Atmosphere is in the air and then without notice seeps under the skin. It permeates through quietly. It is both external and internal, something seen and experienced becomes visceral. I have recently been away on a research trip in Assynt, a place that keeps on giving in every flavour of weather. Each time I return I see the landscape a new. Changed yet still familiar.
It took me a while this time to adjust to being away. To adjust my looking and behaviour. There is no rushing in this summer landscape. The space dictates this, the long days and light tells you to wait. The tidelines ask for you to look a little longer. The hillsides littered with Lewisian Gneiss will you to spend time joining the dots, to see it’s undulations and find the crevices and valleys, peaks and troughs. The Iron Age broch at Clachtoll asserts this thought of precious time, history, where slowness and this passage of time becomes relevant to now. Evidence of lazy beds used for cultivation lie under the turf, speaking of the lives that once lived here.
This place has a lasting effect. The external, once again becomes internal.
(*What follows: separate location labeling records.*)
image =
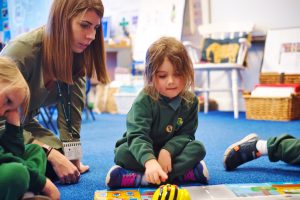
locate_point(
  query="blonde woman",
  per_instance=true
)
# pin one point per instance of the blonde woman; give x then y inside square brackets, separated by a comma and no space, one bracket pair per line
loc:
[22,167]
[54,60]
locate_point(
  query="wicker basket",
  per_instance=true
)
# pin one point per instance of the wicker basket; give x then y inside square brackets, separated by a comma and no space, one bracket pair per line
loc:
[273,78]
[276,108]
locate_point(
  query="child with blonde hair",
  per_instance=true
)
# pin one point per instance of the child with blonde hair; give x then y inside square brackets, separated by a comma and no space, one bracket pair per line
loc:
[159,145]
[22,167]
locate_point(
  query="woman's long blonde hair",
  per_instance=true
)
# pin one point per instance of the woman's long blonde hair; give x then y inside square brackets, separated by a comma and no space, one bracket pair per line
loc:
[57,55]
[175,51]
[10,73]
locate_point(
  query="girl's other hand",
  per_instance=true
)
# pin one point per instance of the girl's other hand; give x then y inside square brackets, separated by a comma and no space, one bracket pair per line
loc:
[66,171]
[80,166]
[51,190]
[165,160]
Landscape changes you. Our surroundings become part of us. I write this a few days after my return after having already started new work in response. My painting is never preordained, never dictated, always an exploration. What has started to come clear in these new works is an affinity with the feeling of a quiet continuum. From then until now, from what is seen and sensed, to an outer space and an inner one. As we watch dawn break we know it will turn into day, as the sun sinks and the shadows lengthen, dusk starts to sing, so on and so forth.